A Relational Database Model and Tools for Environmental Sound Recognition
Volume 2, Issue 6, Page No 145-150, 2017
Author’s Name: Yuksel Arslana), Abdussamet Tanıs,, Huseyin Canbolat
View Affiliations
Electrical and Electronics Engineering, Ankara Yıldırım Beyazıt University, 06010, Turkey
a)Author to whom correspondence should be addressed. E-mail: yuksel_arslan@yahoo.com
Adv. Sci. Technol. Eng. Syst. J. 2(6), 145-150 (2017); DOI: 10.25046/aj020618
Keywords: Database Design, Environmental Sound Recognition, Machine Learning
Export Citations
Environmental sound recognition (ESR) has become a hot topic in recent years. ESR is mainly based on machine learning (ML) and ML algorithms require first a training database. This database must comprise the sounds to be recognized and other related sounds. An ESR system needs the database during training, testing and in the production stage. In this paper, we present the design and pilot establishment of a database which will assists all researchers who want to establish an ESR system.
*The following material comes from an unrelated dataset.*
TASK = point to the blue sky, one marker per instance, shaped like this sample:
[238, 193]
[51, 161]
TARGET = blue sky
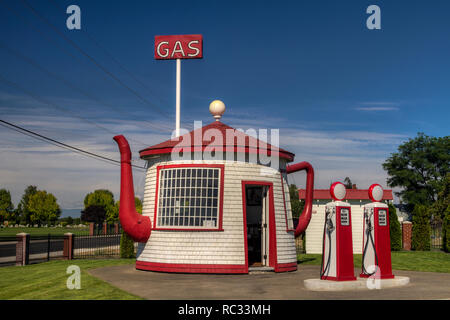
[344, 97]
This database employs relational database model which is not used for this task before. We explain in this paper design and implementation details of the database, data collection and load process. Besides we explain the tools and developed graphical user interface for a desktop application and for the WEB.
Received: 29 October 2017, Accepted: 17 November 2017, Published Online: 10 December 2017
1. Introduction
This paper is an extension of work presented in 25th Signal Processing and Communications Applications Conference (SIU), 2017 [1]. The database design and implementation described in that paper was mainly for impulsive sound detection and the database was for a hazardous sound recognition application. Here the extended database is for all kinds of environmental sounds and it is aimed for all kinds of ESR applications.
Historically non-speech sound recognition has not received as much attention as automatic speech recognition (ASR). ASR has well established algorithms and databases while research has begun much earlier. Automatic ESR (AESR) is getting attraction since last two decades. We can list the following applications of AESR: In military, forensic and law enforcement domain there are studies on gunshot detection systems. In [2], a gunshot detection system is proposed. In [3], the gunshot blast is used to identify the caliber of the gun. In [4] and [5] ESR is used for robot navigation. ESR can be used for home monitoring. It can be used to assist elderly people living in their home alone [6], [7]. In [8], it is used for home automation. In [9] and [10], ESR is used for recognition of animal sounds. In the surveillance area, it is used for surveillance of road [11], public transport [12], elevator [13] and office corridor [14].designations. ESR system design is started with the training phase. How a sound database is used in training phase of an ESR system is explained in Figure 1.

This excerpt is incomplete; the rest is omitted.